Climate change is one aspect of item 3 above. There are many reasons for climate change both natural and anthropological (man made). CFCs are one of these. Chlorofluorocarbons are volatile gases containing chlorine, fluorine and carbon. They are found, for example, in aerosols and fire extinguishers as propellants, air conditioning units, degreasing solvents and refrigerators, causing depletion of the ozone layer.

The tropospheric ozone layer acts as a shield blocking harmful ultra violet rays (UV-B) from the sun allowing life on earth to exist. Scientific evidence suggest that man made compounds can be highly stable lasting many decades and reaching higher levels of the atmosphere than naturally occurring compounds. Unnaturally large amounts of chlorine reacting with ozone causes depletion of this layer. It is estimated that some 80% of chlorine is man made whilst the remaining 20% comes from the oceans and volcanoes! CFCs are not limited to ozone depletion and have a higher potential to increase the greenhouse effect than carbon dioxide. Effects of ozone depletion and high levels of UV-B include increased incidents of skin cancer, cataracts, premature skin aging, damage to the immune system, creation of ground level ozone in the form of smog and damage to aquatic and terrestrial plant life.

Interesting to note that James Lovelock’s research in the Arctic and Antarctic during the 1960s and 1970s concluded that CFCs are NOT hazardous. However, Sherry Rowland and Mario Molina, in 1974, discovered that CFCs have a lifespan of some 100 years, giving them ample time to to diffuse into the troposphere. Indeed, their low initial reactivity was considered an attractive feature in the early days!
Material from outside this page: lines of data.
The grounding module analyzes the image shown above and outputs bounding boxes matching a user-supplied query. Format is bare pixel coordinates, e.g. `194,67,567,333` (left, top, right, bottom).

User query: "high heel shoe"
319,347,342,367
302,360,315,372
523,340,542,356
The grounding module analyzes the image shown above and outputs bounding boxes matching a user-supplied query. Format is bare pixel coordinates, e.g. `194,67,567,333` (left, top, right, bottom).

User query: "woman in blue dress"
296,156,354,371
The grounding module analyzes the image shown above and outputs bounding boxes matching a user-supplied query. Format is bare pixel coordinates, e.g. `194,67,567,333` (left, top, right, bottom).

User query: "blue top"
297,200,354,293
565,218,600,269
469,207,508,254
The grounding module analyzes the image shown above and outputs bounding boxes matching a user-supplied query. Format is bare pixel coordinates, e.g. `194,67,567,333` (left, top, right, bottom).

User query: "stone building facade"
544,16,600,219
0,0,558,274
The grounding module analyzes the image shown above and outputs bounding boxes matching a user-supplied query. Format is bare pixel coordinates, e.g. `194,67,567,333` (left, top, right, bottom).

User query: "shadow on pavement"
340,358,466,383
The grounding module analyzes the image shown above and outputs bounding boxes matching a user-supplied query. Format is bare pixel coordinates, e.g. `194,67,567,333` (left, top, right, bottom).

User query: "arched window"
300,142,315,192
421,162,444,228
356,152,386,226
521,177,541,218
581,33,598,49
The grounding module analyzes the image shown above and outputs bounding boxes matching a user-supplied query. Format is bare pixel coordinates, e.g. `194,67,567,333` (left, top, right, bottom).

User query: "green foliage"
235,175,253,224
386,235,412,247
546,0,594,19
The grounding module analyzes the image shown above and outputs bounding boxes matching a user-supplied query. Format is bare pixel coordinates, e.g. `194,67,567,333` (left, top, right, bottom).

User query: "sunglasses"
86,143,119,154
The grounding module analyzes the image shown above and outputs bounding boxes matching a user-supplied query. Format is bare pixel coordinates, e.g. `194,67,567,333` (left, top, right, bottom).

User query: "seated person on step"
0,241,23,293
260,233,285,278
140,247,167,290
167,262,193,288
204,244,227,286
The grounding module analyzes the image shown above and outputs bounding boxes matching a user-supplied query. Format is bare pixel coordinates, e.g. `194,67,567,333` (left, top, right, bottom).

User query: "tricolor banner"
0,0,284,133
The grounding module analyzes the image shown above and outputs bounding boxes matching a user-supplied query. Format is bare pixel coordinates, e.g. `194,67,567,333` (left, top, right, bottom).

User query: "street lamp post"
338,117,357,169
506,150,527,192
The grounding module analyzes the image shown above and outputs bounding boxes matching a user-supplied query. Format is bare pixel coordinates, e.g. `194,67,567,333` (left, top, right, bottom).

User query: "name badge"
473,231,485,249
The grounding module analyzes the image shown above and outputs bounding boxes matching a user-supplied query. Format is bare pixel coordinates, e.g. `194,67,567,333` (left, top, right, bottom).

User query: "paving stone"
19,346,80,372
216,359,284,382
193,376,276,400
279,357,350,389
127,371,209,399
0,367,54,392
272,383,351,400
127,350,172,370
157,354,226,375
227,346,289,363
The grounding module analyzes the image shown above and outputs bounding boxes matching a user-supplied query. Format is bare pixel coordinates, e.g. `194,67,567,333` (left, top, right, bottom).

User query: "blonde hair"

Manufacture of these gases has been phased out under the Montreal Protocol as a result of the Vienna Convention for the Protection of the Ozone Layer in 1987. Climate projections now indicate that the ozone layer will return to 1980 levels by between 2050 and 2070. The interim replacement for CFCs are hydrochlorofluorocarbons (HCFCs) but will ultimately be supplanted by hydrofluorocarbons (HFCs) having a nil ozone depletion potential. Furthermore, manufacturers of air conditioning units, refrigerators and fire extinguishers are required by law to have certification and are obliged to recycle and ultimately dispose of these units correctly.